Nearly every room bears witness to Gulley’s whimsy and ingenuity: the brass bed in the guest room is literally a “roll-away,” in that it rolls on railroad tracks into a storage space when not in use. An underground bar comes with an antechamber containing bunks of various sizes for inebriated guests. The castle was both practical and progressive: the kitchen has a central floor drain allowing spills to be easily washed away. Elsewhere, a similar emphasis on easy maintenance is evident in the built-in furniture, including a drop-leaf desk, a wine cabinet bordered with the bottoms of tequila bottles, and several bancos, or built-in benches. A wraparound window of clear glass frames a stunning view of downtown Phoenix, while another window employs handmade glass from Santa Fe, New Mexico, to create a more obscured, even distorted, view of the outside world.

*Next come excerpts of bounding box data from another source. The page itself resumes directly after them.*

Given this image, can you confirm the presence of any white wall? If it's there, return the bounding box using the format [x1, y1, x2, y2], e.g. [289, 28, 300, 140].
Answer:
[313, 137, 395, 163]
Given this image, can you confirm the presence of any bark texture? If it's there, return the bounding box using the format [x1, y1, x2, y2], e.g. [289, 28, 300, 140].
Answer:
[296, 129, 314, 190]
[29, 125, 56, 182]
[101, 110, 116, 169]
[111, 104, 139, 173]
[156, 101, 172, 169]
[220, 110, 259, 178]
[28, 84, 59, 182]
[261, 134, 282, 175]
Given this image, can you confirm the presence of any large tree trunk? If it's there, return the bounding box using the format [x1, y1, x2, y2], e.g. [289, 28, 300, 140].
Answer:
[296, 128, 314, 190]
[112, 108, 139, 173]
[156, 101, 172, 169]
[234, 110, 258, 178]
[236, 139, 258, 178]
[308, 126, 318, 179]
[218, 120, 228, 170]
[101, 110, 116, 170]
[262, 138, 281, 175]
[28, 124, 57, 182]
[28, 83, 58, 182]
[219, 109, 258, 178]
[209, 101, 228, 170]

Gulley continued this labor of love until dying of cancer in 1945 at the age 62. During this whole time, Gulley’s wife and daughter had little contact with him, save for a few letters postmarked from Arizona. After receiving a telegram with news of Gulley’s death, the executor of his estate informed them of the Arizona “mansion” they would inherit on one condition: Mary Lou, by then 22 years old, had to live in the house until the following New Year’s Day, and was not to open the trap door to a hidden chamber until then. Although the house contained no running water, electricity, or air conditioning, Mary Lou was intrigued, and she agreed to the conditions. Upon moving into the house, she and her mother not only confronted the occasional scorpion and snake, they also discovered stacks of linen embroidered with Mary Lou’s initials and a music box that played her favorite song. When New Year’s Day finally arrived, Mary Lou forced open the trap door and what she found was more sentimental than financial: some gold, $74 worth of nickels and dimes, a wallet containing two $500 bills, valentines, and a letter from her father expressing his love. Mary Lou and her mother remained in the “castle” for the rest of their lives. Only in 1992 did Mary Lou finally add electricity and indoor plumbing.

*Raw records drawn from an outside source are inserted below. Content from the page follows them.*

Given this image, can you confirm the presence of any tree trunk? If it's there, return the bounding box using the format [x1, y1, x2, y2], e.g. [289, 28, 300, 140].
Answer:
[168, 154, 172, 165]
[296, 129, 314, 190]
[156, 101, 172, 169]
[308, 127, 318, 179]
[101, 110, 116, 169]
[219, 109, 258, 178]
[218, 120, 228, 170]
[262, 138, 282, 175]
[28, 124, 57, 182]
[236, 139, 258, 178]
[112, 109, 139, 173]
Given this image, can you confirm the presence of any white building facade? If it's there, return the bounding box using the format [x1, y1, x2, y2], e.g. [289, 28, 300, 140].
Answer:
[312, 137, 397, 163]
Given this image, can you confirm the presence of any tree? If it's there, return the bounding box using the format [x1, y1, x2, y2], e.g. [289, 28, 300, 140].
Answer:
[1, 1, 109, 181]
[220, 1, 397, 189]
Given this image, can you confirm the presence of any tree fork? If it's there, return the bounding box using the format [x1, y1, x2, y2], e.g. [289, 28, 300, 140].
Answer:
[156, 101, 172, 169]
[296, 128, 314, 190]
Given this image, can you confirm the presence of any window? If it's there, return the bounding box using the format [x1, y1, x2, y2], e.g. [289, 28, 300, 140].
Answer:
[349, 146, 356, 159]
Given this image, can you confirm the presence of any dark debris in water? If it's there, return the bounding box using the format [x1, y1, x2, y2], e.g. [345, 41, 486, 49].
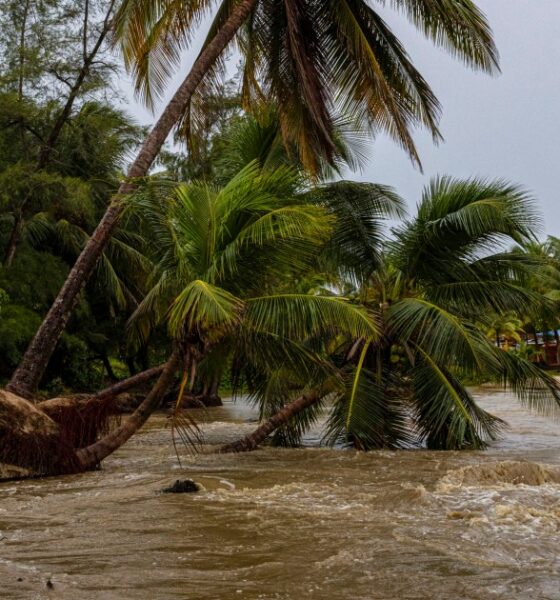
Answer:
[161, 479, 200, 494]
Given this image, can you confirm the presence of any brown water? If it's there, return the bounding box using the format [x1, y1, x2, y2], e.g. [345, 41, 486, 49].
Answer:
[0, 391, 560, 600]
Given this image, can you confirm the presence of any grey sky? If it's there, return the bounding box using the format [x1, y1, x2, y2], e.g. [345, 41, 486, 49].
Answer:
[119, 0, 560, 237]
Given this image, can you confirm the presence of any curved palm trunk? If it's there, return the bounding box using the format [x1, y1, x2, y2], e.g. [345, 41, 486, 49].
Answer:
[76, 348, 181, 471]
[7, 0, 257, 398]
[218, 392, 322, 454]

On January 26, 1948, Life ran an article entitled, “Life Visits a Mystery Castle.” The next day, the hillside was covered with uninvited guests; Mary Lou and her mother decided to charge $1 per person for a tour of the house, in the hopes the fee would drive them away. The name stuck, as did the practice of charging for guided tours, which Mary Lou would continue nearly until her death in 2010. Tours are still offered at times by The Mystery Castle Foundation, the non-profit organization that maintains the property today.

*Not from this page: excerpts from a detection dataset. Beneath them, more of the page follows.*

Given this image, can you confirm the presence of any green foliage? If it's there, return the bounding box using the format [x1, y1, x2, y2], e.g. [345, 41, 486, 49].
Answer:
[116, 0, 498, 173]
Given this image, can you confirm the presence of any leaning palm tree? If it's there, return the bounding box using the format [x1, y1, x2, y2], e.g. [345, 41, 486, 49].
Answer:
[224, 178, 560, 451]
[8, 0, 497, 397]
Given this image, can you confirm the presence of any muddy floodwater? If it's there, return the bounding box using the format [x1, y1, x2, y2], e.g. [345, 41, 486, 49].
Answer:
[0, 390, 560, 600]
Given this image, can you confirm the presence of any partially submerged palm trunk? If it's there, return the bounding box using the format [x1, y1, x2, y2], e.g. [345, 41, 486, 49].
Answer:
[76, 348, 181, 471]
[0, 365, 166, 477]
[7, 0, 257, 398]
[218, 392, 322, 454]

Elmore, James W., FAIA, ed. A Guide to the Architecture of Metro Phoenix. Phoenix: Central Arizona Chapter, American Institute of Architects, 1983.
“Life Visits Mystery Castle.” Life, January 26, 1948.
Patterson, Ann, and Mark Vinson. Landmark Buildings: Arizona’s Architectural Heritage. Phoenix: Arizona Highways, 2004.
Sexton, Connie Cone. “Phoenix's Mystery Castle keeper leaves legacy.” The Arizona Republic, December 16, 2010.